Summary of the invention

The invention is a control system and a control method for a carbon block stacking crane provided to solve the above problems, the purpose of which is to interlock the action of the carbon block stacking crane, increase the scope of automatic control, and reduce the operator's Labor intensity, improve work efficiency, and make operations and systems safer.

In order to solve the above technical problems, the present invention is realized as follows: The control system of the carbon block stacking crane is constructed as follows:

The first switch and the seventh switch are used to send the clamp group running position signal to the PLC controller, so that the PLC controller can control the running speed of the clamp group or stop the clamp; the third switch and the fourth switch are used to give the PLC controller Sending the rotary hook running position signal, so that the PLC controller controls the lifting motor to be energized; the No. 9 switch is used to send the PLC controller to send the clamp group at the uppermost position signal, so that the PLC controller controls the lifting motor to be powered off; , for receiving signals of each switch input, and issuing control commands to the respective actuators, wherein the actuators are electromagnets, lifting motors and traveling motors, and the output ends of the switches are connected with the input ends of the PLC controller, the PLC controller The output is connected to the actuator.

The actuator further includes an electric hoist.

The first switch, the third switch, the fourth switch, the seventh switch and the nine switch are one or a combination of an inductive proximity switch, a photoelectric open switch or a mechanical travel switch.

The first switch is mounted on the clamp beam.

The third switch and the fourth switch are mounted on the clamp frame. The seventh switch is mounted on the upper side of the main beam.

The No. 9 switch is mounted on the underside of the main beam.

The control system of the carbon block stacking crane further comprises 2-6 fifth switches for sending a position signal of the crane running at both ends of the plant to the PLC controller, so that the PLC controller controls the running motor to be powered off.

The fifth switch is installed at both ends of the end beam.

The fifth switch is an inductive proximity switch, a photoelectric open switch or a mechanical travel switch. The control system of the carbon block stacking crane also includes a sixth switch and an eleventh switch for transmitting a position signal of the electric hoist at both ends to the PLC controller, and the PLC controller controls the electric hoist to be powered off.

The sixth switch and the eleventh switch are mounted on the running rail of the lower electric hoist of the main beam.

The sixth switch and the eleventh switch are any one of an inductive proximity switch, a photoelectric open switch, or a mechanical travel switch.

The control system of the carbon block stacking crane further comprises a switch No. 8 for sending the PLC controller to send the clamp group to descend or the rising speed is too fast, that is, the lifting motor exceeds the set speed signal.

The eighth switch is mounted on the output shaft of the tail end of the hoist motor.

The eighth switch can also be mounted inside the crane motor.

The eighth switch is an overspeed switch.

The control system of the carbon block stacking crane also includes a switch No. 10 for sending the No. 9 switch to the PLC controller, the hoisting motor is still running, and exceeds the set number of revolution signals.

The ten switch is mounted on the reel.

The tenth switch is an inductive proximity switch, a photoelectric open switch or a mechanical travel switch.
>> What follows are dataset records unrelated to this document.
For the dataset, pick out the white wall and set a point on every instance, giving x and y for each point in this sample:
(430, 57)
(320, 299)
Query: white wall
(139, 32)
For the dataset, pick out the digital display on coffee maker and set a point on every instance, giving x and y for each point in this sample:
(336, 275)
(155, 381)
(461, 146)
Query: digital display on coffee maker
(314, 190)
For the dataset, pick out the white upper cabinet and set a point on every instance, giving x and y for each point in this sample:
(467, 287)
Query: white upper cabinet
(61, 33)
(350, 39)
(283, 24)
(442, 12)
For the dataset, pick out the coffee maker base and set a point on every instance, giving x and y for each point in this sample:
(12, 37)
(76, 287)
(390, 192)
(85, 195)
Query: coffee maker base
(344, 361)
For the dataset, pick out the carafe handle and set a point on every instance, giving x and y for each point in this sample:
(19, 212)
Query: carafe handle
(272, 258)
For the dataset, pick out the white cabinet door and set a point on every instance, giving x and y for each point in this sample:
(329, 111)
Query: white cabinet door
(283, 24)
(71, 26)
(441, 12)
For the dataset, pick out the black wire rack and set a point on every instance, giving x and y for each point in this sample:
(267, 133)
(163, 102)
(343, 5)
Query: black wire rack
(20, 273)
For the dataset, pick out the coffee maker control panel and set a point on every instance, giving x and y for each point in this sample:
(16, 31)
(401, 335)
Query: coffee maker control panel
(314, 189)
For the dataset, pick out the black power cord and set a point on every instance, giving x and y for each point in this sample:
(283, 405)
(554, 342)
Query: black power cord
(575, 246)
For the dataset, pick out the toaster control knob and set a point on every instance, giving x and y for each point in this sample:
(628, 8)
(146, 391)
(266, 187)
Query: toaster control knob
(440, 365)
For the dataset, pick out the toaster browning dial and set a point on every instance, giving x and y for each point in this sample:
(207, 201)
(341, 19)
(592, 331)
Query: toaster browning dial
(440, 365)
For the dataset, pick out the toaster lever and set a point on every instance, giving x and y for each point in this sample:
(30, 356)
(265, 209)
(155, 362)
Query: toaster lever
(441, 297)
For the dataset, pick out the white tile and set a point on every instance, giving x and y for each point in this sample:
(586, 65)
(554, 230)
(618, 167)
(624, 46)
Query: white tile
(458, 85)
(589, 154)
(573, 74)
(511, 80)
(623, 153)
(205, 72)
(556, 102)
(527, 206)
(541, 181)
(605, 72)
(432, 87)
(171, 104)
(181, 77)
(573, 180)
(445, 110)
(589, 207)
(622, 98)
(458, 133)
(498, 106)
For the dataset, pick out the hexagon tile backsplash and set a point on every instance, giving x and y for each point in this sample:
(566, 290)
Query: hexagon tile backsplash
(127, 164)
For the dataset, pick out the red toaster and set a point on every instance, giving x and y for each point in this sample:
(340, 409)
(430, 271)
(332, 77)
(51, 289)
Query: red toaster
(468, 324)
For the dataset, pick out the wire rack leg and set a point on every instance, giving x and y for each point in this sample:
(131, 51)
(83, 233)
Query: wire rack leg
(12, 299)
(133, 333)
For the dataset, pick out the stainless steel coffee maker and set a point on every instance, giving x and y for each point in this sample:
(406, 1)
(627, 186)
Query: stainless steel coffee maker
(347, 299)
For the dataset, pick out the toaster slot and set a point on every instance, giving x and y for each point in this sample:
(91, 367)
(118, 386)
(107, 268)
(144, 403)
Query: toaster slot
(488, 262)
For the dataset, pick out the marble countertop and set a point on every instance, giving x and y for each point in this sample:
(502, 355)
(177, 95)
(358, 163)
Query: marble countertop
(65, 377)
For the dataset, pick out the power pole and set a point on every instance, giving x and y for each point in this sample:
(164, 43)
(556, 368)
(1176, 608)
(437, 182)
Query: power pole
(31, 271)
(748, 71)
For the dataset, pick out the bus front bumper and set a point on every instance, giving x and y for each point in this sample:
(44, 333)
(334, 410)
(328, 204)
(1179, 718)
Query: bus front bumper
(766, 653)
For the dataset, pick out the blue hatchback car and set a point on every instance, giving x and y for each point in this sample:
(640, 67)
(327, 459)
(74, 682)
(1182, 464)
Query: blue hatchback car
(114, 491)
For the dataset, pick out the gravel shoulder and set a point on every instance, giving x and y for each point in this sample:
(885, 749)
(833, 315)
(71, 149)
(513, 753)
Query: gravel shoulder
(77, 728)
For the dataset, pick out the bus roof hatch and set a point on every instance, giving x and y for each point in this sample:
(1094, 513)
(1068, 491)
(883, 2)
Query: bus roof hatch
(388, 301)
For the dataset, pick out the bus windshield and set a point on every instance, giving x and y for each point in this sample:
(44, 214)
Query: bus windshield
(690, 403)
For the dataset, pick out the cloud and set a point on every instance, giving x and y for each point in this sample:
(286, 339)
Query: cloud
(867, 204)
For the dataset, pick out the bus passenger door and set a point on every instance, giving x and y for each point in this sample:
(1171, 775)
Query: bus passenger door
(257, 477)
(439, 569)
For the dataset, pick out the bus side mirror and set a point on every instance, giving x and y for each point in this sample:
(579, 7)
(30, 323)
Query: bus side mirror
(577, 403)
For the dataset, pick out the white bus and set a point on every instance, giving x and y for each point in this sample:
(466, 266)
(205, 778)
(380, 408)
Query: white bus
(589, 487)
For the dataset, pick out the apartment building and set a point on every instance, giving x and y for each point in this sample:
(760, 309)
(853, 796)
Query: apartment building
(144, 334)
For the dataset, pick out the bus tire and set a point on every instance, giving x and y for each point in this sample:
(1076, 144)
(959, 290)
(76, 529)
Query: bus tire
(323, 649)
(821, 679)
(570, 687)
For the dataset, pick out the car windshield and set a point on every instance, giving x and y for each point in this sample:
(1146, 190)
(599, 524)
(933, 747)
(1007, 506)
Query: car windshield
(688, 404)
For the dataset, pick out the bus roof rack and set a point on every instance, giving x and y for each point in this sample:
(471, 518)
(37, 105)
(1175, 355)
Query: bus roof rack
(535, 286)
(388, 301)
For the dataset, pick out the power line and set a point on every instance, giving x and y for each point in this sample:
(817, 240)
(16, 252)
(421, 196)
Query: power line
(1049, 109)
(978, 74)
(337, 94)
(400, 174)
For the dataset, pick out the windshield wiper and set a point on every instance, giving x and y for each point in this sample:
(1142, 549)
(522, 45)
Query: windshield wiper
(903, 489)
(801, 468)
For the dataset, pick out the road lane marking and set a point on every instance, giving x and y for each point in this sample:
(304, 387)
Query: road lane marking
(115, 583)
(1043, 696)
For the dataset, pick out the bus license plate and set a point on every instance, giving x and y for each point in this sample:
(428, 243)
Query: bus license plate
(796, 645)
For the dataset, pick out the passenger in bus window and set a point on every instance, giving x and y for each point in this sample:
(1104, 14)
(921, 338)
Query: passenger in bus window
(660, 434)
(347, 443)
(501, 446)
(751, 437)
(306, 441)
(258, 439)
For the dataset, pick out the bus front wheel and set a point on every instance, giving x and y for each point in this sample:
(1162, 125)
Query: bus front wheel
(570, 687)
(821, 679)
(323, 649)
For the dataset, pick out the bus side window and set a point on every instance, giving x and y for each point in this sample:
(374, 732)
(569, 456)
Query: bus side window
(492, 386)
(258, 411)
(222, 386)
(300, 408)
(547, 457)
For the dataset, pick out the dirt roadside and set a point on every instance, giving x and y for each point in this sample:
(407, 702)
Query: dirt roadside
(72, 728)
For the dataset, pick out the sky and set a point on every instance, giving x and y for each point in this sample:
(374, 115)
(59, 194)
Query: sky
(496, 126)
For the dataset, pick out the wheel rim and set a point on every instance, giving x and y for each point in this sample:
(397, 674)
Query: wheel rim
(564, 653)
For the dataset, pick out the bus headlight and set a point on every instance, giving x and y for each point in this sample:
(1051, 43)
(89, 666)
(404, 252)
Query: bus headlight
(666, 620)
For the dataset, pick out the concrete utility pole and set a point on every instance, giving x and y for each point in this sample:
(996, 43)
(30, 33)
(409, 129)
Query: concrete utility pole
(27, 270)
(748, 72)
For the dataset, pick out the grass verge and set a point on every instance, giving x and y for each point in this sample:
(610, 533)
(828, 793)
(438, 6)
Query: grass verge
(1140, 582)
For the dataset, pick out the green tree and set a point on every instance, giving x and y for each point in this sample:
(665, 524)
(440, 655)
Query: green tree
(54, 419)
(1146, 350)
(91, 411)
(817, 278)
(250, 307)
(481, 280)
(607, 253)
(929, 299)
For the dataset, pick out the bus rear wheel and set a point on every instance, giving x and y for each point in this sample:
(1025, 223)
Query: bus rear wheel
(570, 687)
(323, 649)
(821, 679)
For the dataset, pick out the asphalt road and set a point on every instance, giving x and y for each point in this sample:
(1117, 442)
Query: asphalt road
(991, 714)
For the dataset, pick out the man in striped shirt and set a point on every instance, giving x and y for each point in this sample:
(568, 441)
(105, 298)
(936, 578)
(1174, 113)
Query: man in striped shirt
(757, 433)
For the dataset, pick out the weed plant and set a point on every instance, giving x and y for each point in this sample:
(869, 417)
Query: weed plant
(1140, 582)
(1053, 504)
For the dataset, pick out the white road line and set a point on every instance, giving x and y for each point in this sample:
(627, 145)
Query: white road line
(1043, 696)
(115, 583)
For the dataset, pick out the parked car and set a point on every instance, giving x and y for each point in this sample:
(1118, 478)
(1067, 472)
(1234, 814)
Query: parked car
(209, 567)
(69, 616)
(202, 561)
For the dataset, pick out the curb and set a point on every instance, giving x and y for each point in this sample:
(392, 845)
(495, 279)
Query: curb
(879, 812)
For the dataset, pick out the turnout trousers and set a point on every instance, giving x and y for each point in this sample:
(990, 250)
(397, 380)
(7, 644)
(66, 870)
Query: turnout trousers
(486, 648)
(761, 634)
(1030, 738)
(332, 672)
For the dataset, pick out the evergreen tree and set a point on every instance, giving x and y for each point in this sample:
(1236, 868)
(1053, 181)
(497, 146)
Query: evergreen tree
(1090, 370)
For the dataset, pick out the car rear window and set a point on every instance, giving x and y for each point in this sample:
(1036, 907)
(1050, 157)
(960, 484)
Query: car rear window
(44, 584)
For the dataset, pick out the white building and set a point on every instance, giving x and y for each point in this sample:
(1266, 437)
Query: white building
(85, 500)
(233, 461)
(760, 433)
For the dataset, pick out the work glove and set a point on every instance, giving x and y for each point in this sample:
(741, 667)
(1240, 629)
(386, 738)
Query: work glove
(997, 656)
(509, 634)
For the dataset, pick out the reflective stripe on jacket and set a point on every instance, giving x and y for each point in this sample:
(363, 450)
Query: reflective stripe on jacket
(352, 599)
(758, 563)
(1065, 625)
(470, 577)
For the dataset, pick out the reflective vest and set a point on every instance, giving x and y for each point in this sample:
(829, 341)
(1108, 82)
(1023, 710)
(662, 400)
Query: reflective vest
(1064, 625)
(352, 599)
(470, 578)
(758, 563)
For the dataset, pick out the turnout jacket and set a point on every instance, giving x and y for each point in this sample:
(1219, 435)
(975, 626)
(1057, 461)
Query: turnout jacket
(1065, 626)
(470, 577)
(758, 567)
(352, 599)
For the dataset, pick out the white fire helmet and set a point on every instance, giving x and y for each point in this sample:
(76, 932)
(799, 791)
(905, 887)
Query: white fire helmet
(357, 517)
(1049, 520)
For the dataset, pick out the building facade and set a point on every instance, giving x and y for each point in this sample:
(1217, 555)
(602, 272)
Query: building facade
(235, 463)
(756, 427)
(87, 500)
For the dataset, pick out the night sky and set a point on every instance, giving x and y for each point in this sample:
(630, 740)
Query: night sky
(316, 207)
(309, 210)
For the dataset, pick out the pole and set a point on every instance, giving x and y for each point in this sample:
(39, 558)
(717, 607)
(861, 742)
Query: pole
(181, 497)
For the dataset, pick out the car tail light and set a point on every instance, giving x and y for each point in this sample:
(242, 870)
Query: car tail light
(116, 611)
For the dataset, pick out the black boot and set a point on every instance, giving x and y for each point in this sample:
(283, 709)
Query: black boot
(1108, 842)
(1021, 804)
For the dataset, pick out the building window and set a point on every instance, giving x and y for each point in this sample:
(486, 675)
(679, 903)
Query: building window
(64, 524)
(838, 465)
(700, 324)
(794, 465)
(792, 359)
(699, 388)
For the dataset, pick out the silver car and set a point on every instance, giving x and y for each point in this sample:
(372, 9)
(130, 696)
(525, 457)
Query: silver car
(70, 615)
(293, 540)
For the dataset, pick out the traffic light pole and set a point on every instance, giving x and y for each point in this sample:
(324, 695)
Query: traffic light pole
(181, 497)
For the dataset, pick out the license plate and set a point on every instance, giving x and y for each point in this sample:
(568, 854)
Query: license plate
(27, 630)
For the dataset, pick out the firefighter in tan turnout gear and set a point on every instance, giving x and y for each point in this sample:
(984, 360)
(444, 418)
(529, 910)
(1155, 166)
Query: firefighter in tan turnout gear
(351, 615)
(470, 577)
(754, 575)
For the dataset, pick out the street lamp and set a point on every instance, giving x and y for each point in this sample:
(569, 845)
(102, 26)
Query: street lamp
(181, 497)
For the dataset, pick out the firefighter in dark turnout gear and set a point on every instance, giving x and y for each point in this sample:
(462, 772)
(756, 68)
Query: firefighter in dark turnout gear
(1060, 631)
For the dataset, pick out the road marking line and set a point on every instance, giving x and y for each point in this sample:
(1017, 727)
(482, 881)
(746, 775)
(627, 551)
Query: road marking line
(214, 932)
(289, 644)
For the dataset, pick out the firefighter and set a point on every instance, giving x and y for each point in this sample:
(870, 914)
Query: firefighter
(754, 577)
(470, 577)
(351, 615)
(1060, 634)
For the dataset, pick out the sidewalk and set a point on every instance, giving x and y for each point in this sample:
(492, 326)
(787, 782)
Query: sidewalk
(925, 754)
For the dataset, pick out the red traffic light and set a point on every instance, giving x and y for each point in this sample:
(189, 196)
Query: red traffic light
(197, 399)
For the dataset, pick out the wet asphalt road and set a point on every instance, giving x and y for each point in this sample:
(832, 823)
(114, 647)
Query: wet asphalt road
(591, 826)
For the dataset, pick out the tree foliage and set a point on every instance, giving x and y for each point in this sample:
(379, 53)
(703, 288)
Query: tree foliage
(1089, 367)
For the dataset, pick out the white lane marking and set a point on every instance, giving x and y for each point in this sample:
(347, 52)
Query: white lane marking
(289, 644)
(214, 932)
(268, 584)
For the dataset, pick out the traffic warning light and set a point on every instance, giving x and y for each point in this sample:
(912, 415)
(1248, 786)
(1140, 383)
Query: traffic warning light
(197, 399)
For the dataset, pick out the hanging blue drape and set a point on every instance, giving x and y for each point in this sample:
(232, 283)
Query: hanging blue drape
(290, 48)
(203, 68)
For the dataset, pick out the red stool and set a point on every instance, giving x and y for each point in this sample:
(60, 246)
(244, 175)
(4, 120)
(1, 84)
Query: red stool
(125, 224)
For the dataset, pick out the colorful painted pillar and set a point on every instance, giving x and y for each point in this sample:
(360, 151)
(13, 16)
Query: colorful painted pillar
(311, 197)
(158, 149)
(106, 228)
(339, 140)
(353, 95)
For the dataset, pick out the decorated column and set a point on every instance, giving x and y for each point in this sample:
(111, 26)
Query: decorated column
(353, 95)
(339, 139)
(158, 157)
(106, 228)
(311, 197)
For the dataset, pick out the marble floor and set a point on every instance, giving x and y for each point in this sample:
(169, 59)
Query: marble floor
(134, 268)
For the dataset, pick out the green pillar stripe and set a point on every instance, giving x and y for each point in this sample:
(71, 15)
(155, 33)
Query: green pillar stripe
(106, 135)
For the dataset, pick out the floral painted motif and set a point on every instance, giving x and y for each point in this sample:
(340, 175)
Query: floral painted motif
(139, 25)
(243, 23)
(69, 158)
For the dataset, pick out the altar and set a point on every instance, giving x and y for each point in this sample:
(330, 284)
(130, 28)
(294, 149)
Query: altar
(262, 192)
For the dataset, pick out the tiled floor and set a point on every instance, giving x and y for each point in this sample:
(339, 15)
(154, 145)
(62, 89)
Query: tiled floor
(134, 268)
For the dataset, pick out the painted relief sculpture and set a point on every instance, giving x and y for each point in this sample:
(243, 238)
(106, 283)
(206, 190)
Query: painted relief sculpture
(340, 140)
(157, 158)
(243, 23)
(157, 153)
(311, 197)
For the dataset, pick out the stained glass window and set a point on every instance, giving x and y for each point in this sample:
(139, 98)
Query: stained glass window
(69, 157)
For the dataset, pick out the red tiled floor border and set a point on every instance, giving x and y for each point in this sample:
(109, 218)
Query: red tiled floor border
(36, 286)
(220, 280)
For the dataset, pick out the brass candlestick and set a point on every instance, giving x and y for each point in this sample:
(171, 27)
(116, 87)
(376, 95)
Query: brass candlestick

The tenth switch can also be an automatic cycle stroke or a program control switch.

The control method of the carbon block stacking crane, which comprises the following process steps:

The first switch and the seventh switch detect the operation position signal of the clamp group, and send the detected signal to the PLC controller. The PLC controller receives the signal and issues a control command to control the running speed of the clamp group or stop the clamp; the third switch And the fourth switch detects the running position signal of the rotary hook, and sends the detected signal to the PLC controller. After receiving the signal, the PLC controller issues a control command to control the lifting motor to be energized; the No. 9 switch detecting fixture group is The signal at the uppermost position sends the detected signal to the PLC controller. After receiving the signal, the PLC controller issues a control command to de-energize the hoist motor.

The control method of the carbon block stacking crane further comprises the following steps: when the fifth switch detects that the traveling motor runs to the end of the workshop, the signal is sent to the PLC controller, and the PLC controller receives the signal and sends out The control command de-energizes the travel motor.

The control method of the carbon block stacking crane further comprises the following steps: The No. 10 switch detects that the No. 9 switch is malfunctioning, the lifting motor is still running, and the signal is sent to the PLC after exceeding the set number of revolution signals. The controller, after receiving the signal, the PLC controller issues a control command to de-energize the hoist motor and the fixture set is stationary.

The control method of the carbon block stacking crane further comprises the following steps: the sixth switch and the eleventh switch detect the position signal of the electric hoist at both ends and send the signal to the PLC controller, and the PLC controller receives the After the signal, a control command is issued to the electric hoist to power off the electric hoist.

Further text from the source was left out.